アストはご飯とみそ汁をよそって、テーブルに卵焼きも並べた。陽波が朝食を目の前にして目を擦る。
「わあ、すごい。お店みたい」
「お店じゃないよ、家だよ」
陽波はまだ寝ぼけているようだ。「いただきます」と行儀よく手を合わせ、陽波は朝食を食べ始めた。アストも少しだけ頂く。
「この卵焼きお店で買ったの?」
「違う。俺が作った」
「えっ。すごいじゃんアスト……お店開けるじゃん。美味しいよ、うんうん」
「あ、ありがとう……」
少し照れた。陽波は寝ぼけているので後で聞いても何を言ったか覚えてはいないだろう。それでもアストは嬉しかった。
そして朝食を食べている間に陽波は段々と目が覚めてくる。いつも同じだ。
「……あれ。今何時?」
「七時ちょっと前」
「そう。じゃあまだ時間あるね。ゆっくり食べよ」
陽波はようやく頭がはっきりしてきたようだ。アストは言った。
「そうだ、陽波、今日の夕飯はお鍋で良い? まだ十月だけど、昨日テレビで見た豆乳鍋が美味しそうだったからやってみたいんだ」
「それは良いけど……仲間の魔法少女探しは?」
「え」
アストはぎくっとした。
「えーとね、それは一応、ちゃんとやってるよ」
「そう。やっぱりまだ見つからないんだ?」
「うん。結構厳しくて」
本当は割とサボり気味なのを隠した。陽波は納得したようで、それ以上追求せずに箸を進めた。

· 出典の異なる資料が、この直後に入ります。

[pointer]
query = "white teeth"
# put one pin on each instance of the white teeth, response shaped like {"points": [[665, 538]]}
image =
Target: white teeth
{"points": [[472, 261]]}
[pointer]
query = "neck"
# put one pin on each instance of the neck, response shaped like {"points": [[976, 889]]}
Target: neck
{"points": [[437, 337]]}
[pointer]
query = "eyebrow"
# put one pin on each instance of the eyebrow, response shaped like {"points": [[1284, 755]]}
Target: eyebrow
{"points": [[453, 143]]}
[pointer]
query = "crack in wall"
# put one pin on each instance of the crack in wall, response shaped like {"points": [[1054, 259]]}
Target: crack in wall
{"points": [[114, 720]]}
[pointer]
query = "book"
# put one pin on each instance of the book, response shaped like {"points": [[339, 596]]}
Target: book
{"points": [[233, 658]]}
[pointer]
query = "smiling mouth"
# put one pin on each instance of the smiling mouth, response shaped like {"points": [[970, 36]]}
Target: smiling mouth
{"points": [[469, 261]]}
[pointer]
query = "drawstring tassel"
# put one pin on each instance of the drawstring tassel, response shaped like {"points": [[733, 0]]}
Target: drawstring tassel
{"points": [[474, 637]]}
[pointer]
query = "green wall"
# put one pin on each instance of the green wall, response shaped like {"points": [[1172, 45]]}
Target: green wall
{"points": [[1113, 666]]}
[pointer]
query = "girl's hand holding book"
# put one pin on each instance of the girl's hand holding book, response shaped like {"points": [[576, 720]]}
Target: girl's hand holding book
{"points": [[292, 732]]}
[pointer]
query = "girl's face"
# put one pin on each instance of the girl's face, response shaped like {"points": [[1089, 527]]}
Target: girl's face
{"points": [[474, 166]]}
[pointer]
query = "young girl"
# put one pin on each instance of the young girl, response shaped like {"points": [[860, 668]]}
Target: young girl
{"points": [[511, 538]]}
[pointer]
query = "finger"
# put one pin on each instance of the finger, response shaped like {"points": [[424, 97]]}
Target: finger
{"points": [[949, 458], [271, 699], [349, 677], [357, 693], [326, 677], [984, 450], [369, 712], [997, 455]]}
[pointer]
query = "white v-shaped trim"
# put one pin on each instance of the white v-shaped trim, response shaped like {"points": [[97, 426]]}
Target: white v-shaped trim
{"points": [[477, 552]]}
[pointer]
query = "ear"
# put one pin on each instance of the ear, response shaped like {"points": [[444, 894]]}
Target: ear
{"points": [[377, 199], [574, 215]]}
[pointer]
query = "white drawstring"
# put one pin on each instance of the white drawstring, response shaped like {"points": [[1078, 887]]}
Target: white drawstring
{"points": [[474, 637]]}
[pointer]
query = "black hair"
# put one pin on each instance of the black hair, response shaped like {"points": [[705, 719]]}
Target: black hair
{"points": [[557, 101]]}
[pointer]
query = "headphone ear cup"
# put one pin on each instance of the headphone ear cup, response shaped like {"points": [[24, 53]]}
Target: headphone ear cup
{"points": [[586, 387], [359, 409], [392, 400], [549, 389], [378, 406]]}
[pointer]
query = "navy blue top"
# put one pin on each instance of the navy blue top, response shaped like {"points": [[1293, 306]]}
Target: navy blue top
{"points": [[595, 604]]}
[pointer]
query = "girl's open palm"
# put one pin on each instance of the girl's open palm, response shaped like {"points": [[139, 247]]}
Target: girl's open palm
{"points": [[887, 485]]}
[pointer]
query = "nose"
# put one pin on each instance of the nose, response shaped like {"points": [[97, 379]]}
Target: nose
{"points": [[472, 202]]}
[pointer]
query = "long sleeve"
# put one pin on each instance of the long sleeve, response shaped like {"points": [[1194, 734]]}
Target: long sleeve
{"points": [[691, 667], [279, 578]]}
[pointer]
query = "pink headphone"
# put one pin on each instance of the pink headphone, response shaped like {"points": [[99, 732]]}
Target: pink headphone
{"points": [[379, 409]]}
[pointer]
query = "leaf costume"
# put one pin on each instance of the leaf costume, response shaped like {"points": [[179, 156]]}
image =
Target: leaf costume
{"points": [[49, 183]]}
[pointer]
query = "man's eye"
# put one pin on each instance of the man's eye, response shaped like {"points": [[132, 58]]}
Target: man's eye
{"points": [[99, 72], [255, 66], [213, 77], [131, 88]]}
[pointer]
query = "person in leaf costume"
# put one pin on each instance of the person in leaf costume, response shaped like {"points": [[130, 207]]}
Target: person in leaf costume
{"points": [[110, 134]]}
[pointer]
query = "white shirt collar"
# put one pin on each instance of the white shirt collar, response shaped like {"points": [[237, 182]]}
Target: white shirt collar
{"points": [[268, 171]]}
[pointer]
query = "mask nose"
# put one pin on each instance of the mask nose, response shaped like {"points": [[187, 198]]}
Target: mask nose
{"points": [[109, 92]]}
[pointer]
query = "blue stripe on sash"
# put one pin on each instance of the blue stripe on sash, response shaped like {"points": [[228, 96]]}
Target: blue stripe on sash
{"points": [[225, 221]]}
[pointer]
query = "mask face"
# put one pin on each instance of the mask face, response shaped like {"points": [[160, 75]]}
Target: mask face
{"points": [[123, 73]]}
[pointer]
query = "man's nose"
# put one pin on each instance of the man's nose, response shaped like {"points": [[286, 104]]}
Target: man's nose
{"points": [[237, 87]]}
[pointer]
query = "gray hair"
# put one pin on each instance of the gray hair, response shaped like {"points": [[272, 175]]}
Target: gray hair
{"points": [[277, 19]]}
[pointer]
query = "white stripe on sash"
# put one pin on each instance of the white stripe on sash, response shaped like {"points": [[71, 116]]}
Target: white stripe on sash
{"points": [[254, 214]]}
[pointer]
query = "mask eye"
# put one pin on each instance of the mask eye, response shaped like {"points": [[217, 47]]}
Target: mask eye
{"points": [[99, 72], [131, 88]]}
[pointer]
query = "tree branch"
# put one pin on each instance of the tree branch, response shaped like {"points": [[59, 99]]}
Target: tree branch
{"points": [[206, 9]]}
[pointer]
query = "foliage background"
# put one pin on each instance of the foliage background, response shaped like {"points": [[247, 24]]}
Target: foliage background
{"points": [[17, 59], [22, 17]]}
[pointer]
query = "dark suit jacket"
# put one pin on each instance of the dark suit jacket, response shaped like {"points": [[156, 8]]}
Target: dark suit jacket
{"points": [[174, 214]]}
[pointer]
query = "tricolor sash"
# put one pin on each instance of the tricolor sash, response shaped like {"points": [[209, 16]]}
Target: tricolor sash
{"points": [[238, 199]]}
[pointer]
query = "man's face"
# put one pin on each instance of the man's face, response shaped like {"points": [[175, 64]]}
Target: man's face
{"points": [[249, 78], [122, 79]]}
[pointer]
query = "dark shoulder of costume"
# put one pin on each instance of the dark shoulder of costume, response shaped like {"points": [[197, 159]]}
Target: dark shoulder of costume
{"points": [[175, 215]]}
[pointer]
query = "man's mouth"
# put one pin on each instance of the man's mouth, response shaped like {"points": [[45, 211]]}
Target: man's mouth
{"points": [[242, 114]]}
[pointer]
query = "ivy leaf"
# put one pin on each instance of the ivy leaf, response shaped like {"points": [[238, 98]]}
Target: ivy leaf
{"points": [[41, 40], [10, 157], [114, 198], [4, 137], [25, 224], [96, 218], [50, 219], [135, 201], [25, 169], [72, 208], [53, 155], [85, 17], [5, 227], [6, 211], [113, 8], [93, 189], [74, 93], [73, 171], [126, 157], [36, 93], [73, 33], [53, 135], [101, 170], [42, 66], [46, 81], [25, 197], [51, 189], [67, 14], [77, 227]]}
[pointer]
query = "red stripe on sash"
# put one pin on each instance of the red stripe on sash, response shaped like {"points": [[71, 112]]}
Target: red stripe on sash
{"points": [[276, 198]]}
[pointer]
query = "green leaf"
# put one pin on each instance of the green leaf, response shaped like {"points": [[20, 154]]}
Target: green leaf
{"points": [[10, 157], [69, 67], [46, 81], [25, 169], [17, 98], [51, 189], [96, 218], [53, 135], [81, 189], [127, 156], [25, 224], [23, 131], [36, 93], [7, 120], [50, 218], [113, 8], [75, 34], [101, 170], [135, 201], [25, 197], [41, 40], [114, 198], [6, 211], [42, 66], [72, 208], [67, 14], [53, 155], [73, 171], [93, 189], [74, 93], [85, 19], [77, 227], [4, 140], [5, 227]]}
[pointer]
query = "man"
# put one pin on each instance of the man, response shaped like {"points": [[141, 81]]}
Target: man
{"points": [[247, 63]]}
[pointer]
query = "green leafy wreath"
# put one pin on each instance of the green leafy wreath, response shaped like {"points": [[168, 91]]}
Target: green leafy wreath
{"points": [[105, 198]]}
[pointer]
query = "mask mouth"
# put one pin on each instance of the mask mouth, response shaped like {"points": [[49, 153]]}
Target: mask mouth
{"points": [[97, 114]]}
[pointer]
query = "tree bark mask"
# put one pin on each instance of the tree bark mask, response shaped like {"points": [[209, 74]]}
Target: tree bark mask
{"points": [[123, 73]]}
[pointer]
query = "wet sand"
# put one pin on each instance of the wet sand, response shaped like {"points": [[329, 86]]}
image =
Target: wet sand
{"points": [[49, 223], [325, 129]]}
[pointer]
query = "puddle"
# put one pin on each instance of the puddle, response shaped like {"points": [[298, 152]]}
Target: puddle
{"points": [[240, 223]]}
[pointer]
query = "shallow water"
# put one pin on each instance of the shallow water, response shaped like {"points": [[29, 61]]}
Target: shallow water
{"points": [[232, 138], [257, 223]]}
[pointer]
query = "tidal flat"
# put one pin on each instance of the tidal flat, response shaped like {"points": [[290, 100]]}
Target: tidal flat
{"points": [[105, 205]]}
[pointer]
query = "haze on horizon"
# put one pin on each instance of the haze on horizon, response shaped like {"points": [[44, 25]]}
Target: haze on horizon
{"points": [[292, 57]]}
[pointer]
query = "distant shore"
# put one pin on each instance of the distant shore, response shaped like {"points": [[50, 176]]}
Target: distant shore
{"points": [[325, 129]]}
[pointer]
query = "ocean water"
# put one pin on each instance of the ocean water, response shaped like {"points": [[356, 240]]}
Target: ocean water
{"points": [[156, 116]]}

アストは今の、陽波と二人の生活に慣れ切ってしまい、仲間の魔法少女探しが億劫になっていた。
少女たちはアストがいても全く見向きもせず、大人は大人で疲れ切っていて魔法少女になって欲しいと頼むどころではない。陽波を見つけるまでにもかなり苦労したのだ。道端で行き倒れるほどに。
それに。かつての魔法少女たちを思うと、また大変だった生活に逆戻りしそうで、アストはなかなか乗り気になれないのだった。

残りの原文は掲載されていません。